A Large Scale Benchmark for Individual Treatment Effect Prediction and Uplift Modeling

Eustache Diemert,Artem Betlei,Christophe Renaudin,Massih-Reza Amini,Théophane Gregoir,Thibaud Rahier
DOI: https://doi.org/10.48550/arXiv.2111.10106
2021-11-19
Abstract:Individual Treatment Effect (ITE) prediction is an important area of research in machine learning which aims at explaining and estimating the causal impact of an action at the granular level. It represents a problem of growing interest in multiple sectors of application such as healthcare, online advertising or socioeconomics. To foster research on this topic we release a publicly available collection of 13.9 million samples collected from several randomized control trials, scaling up previously available datasets by a healthy 210x factor. We provide details on the data collection and perform sanity checks to validate the use of this data for causal inference tasks. First, we formalize the task of uplift modeling (UM) that can be performed with this data, along with the relevant evaluation metrics. Then, we propose synthetic response surfaces and heterogeneous treatment assignment providing a general set-up for ITE prediction. Finally, we report experiments to validate key characteristics of the dataset leveraging its size to evaluate and compare - with high statistical significance - a selection of baseline UM and ITE prediction methods.
Machine Learning,Artificial Intelligence,Applications
What problem does this paper attempt to address?
The main problem that this paper attempts to solve is to provide a large - scale, high - quality data set for Individual Treatment Effect (ITE) prediction and Uplift Modeling (UM). Specifically, the paper introduces a data set of 13.9 million samples collected by the online advertising company Criteo. These data are from multiple randomized controlled trials and are 210 times larger than the existing data sets. The paper uses this data set to promote research in the fields of ITE prediction and UM, provides details of data collection, and conducts verification checks to ensure that the data is suitable for causal inference tasks. ### Main Contributions 1. **Large - scale Real - world Data Set**: This data set provides a two - order - of - magnitude increase for UM. Compared with the existing benchmark data sets, it also presents a more complex setting in terms of covariate dimensions.

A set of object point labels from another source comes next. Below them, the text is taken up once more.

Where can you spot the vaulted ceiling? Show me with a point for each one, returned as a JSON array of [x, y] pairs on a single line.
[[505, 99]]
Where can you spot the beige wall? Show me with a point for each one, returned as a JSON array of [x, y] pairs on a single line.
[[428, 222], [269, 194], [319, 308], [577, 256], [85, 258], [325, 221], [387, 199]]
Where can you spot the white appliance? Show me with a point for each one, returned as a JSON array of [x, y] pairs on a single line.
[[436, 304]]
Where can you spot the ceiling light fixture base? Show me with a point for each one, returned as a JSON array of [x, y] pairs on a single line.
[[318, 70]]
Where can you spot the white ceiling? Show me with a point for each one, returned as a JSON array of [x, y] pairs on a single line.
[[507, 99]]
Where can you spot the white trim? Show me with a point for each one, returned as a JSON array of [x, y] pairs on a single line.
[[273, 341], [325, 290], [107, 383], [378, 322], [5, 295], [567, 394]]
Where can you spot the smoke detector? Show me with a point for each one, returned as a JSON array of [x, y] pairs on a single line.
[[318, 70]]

Some features have thousands of possible values, which better represents the problems in modern Web applications. 2. **Realistic ITE Prediction Benchmark**: For ITE prediction, this data set provides a four - order - of - magnitude increase and proposes additional response surfaces that conform to the actual data patterns, enriching the diversity of the existing benchmarks. ### Data Set Characteristics - **Sample Size**: It contains 13.9 million samples. - **Feature Types**: It includes continuous features, binary features, and multi - modal features. - **Treatment Imbalance**: Only a small portion of users are assigned to the control group, and the overall positive outcome rate is low. - **Anonymization**: Feature values are hashed to protect user privacy and company assets. ### Experimental Verification The paper also reports a series of experiments to verify the key characteristics of the data set, including: - **Treatment Independence**: The independence between treatment variables and feature variables is verified through the Classifier Two - Sample Test (C2ST). - **Feature Informativeness**: The effectiveness of the recorded features for predicting results is verified by training classifiers to predict the results of visits and conversions. ### Conclusion The release of this data set aims to promote research in the field of causal inference, especially ITE prediction and UM. By providing a large - scale, high - quality data set, researchers can better evaluate and compare different methods, thus promoting the further development of this field.